BBQ Tips and Tricks
At Char-Griller, it’s always grilling season, of course, but as the weather warms and that smoky charcoal scent begins to permeate the neighborhood, we’re giving you a peek inside the smoker for the best hacks for great BBQ.
Low n’ Slow
The Low n’ Slow method, typically used for larger, tougher cuts of meat like brisket, pork shoulder, and ribs, is a staple within the world of BBQ. When it comes to smoking meat, flavor and texture are a testament to your technique.
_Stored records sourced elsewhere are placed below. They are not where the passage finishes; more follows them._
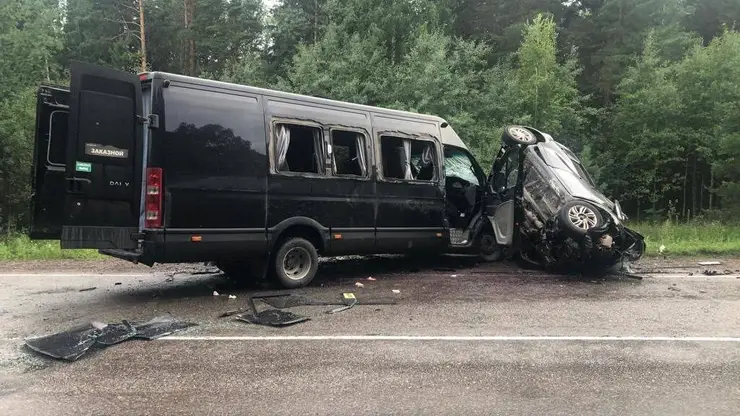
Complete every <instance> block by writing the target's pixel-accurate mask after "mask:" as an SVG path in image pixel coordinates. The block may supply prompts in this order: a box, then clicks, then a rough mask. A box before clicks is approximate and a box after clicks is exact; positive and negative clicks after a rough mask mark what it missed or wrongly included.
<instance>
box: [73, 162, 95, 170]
mask: <svg viewBox="0 0 740 416" xmlns="http://www.w3.org/2000/svg"><path fill="white" fill-rule="evenodd" d="M75 170H76V171H77V172H92V164H90V163H87V162H77V164H75Z"/></svg>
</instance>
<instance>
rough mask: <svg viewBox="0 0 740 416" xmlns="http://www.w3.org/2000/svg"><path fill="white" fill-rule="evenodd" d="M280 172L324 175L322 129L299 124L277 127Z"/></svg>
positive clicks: (275, 143) (277, 138) (276, 151)
mask: <svg viewBox="0 0 740 416" xmlns="http://www.w3.org/2000/svg"><path fill="white" fill-rule="evenodd" d="M275 148H276V153H277V155H276V158H277V161H276V166H277V170H278V172H304V173H323V172H324V156H323V140H322V136H321V129H320V128H318V127H312V126H303V125H298V124H284V123H278V124H277V125H275Z"/></svg>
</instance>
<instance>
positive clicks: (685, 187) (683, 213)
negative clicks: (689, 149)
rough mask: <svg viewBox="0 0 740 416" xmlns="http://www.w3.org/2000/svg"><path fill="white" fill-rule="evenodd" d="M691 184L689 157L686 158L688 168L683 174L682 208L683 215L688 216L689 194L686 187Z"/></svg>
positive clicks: (687, 166) (686, 165)
mask: <svg viewBox="0 0 740 416" xmlns="http://www.w3.org/2000/svg"><path fill="white" fill-rule="evenodd" d="M688 182H689V157H688V156H686V166H685V170H684V174H683V204H682V208H681V215H682V216H684V217H685V216H686V202H687V201H688V199H689V194H688V193H687V190H686V187H687V186H688Z"/></svg>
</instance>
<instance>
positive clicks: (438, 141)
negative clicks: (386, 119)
mask: <svg viewBox="0 0 740 416" xmlns="http://www.w3.org/2000/svg"><path fill="white" fill-rule="evenodd" d="M383 137H394V138H398V139H408V140H417V141H423V142H429V143H431V144H432V149H433V150H434V156H433V159H434V160H435V163H436V173H435V178H434V179H432V180H420V179H399V178H387V177H385V172H384V165H383ZM375 145H376V146H377V149H378V150H377V154H376V163H375V165H376V172H377V178H378V181H381V182H387V183H407V184H412V185H433V186H439V185H440V183H442V182H441V181H442V179H441V178H440V152H439V150H440V149H439V139H438V138H436V137H434V136H431V135H429V136H423V137H422V136H419V135H417V134H409V133H404V132H399V131H380V132H378V133H377V134H376V135H375ZM441 166H444V160H442V165H441ZM442 177H444V170H443V169H442Z"/></svg>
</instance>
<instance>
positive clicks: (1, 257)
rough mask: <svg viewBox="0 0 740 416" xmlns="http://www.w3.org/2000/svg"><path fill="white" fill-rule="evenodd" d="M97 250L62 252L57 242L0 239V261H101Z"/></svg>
mask: <svg viewBox="0 0 740 416" xmlns="http://www.w3.org/2000/svg"><path fill="white" fill-rule="evenodd" d="M103 258H105V256H103V255H102V254H98V252H97V250H62V249H61V248H60V246H59V241H31V240H30V239H29V238H28V236H25V235H9V236H5V237H2V238H0V261H11V260H60V259H84V260H96V259H103Z"/></svg>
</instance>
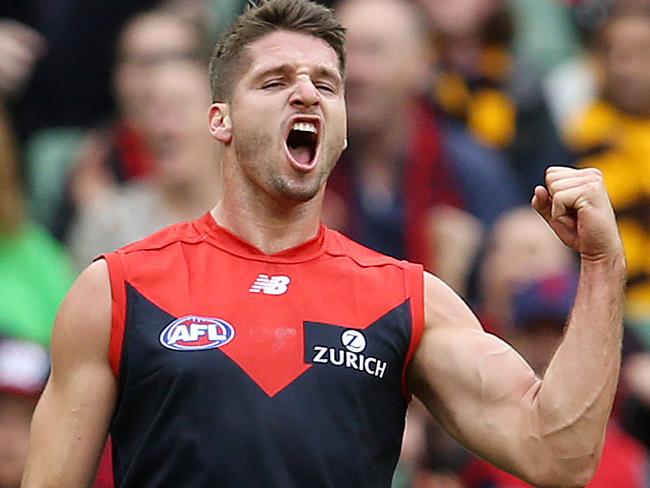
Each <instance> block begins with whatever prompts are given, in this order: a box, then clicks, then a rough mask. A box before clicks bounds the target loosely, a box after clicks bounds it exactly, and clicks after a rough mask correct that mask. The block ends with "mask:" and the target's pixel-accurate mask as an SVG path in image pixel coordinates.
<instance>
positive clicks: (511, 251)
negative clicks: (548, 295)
mask: <svg viewBox="0 0 650 488" xmlns="http://www.w3.org/2000/svg"><path fill="white" fill-rule="evenodd" d="M572 259H573V258H572V255H571V252H570V251H569V249H568V248H567V247H565V246H564V245H563V244H562V243H561V242H560V240H559V239H558V238H557V237H556V236H555V234H554V233H553V231H551V229H550V228H549V227H548V225H546V223H545V222H544V221H543V220H542V219H541V217H540V216H539V215H537V213H536V212H535V211H534V210H532V209H530V208H527V207H526V208H520V209H516V210H513V211H511V212H508V213H507V214H506V215H504V216H503V217H502V218H501V219H500V220H499V221H498V222H497V223H496V224H495V226H494V229H493V231H492V235H491V239H490V243H489V245H488V249H487V252H486V254H485V258H484V260H483V264H482V267H481V272H480V287H481V295H482V301H483V306H484V309H485V311H486V312H487V313H489V314H490V316H491V317H493V318H495V319H497V320H501V321H503V322H506V323H504V324H501V325H503V326H508V325H509V324H508V322H509V320H510V315H511V300H512V296H513V293H514V292H515V291H516V289H517V288H518V287H519V286H521V284H523V283H525V282H527V281H529V280H534V279H538V278H542V277H544V276H547V275H550V274H554V273H557V272H559V271H561V270H564V269H566V268H567V267H570V266H571V265H572Z"/></svg>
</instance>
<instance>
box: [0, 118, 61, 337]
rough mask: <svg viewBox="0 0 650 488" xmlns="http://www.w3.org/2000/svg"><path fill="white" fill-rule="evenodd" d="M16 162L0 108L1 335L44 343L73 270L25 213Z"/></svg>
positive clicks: (50, 329)
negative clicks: (1, 312) (11, 336)
mask: <svg viewBox="0 0 650 488" xmlns="http://www.w3.org/2000/svg"><path fill="white" fill-rule="evenodd" d="M17 166H18V165H17V152H16V146H15V144H14V140H13V136H12V134H11V133H10V128H9V119H8V118H7V116H6V115H5V113H4V112H3V110H2V106H0V287H1V289H2V293H0V310H1V311H2V316H1V317H0V333H1V334H10V335H12V336H16V337H21V338H24V339H28V340H32V341H36V342H39V343H41V344H43V345H47V344H49V341H50V332H51V328H52V323H53V322H54V316H55V314H56V310H57V309H58V307H59V305H60V303H61V301H62V300H63V297H64V296H65V294H66V292H67V291H68V288H69V286H70V284H71V283H72V279H73V276H72V270H71V267H70V263H69V262H68V258H67V256H66V255H65V252H64V250H63V249H62V248H61V247H60V246H59V245H58V243H57V242H56V241H55V240H54V239H53V238H52V237H50V235H49V234H47V233H46V232H45V231H44V230H43V229H41V227H39V226H38V225H36V224H35V223H33V222H31V220H30V219H29V217H28V216H27V215H26V211H25V208H24V203H23V196H22V189H21V185H20V180H19V177H18V167H17Z"/></svg>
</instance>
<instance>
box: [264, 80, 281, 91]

For tender, juicy texture and deep smoky flavor, keep your smoker at a low temperature, typically between 200-275 degrees and let it cook slowly, usually for several hours. This will allow the flavors from the wood and/or charcoal to thoroughly infuse into meat, while slowly tenderizing it throughout. If you’re determined to taste a difference in your BBQ, be patient and you’ll experience delicious results that’ll make you want to go Low n’ Slow every time.
Choosing Your Wood
When you’re planning a smoke, it’s a necessity to find quality meat and the same care goes for finding wood. This step is equally important and makes a world of a difference. Not only is wood responsible for the heat in the smoker, it also determines the flavor of your BBQ. Using green or wet wood will give you harsh, acrid smoke that you’ll have to burn out before you can even begin cooking. Choose dry and cured wood in smaller chunks to give you more control over your fire and temperature, even cooking and a fresh smoky flavors.
Add a Drip Pan
When smoking meat for such a long time, it’s easy for the dry heat to dry out your meat like jerky. The last thing you want to do is let your Low n’ Slow hard work go to waste. Add a metal pan or drip pan filled with water near your charcoals or your Side Fire Box. This will keep the air inside the smoker moist, help your meat build bark on the outside, and keep the smoke circulating ensuring deep flavor and juicy texture.
Spray Your Meat
While cooking on the smoker, you want to do everything you can to achieve perfect taste and texture. While smoking, keep a spray bottle handy, filled with your choice of oil, soda, juice, or even whiskey. Throughout your cook, spray the meat down occasionally to attract the smoke to the moisture on the surface, helping to build a tasty, crispy bark on the outside. This will also ensure that the meat itself will continue to cook evenly, maintaining a moist texture and sealing those flavors on the inside.
Thin Blue Smoke
“If you’re looking, you’re not cooking!”
When smoking your BBQ low n’ slow, it’s important to simply trust the process and let the good heat inside the smoker do its job. Instead of opening the smoker to make sure it’s cooking right, keep it closed, and watch the smoke coming out the top. If it’s thin bluish-gray smoke, it means you’ve got good, clean air flow circulating, your smoker is at the perfect temperature and you’re on your way to some awesome BBQ!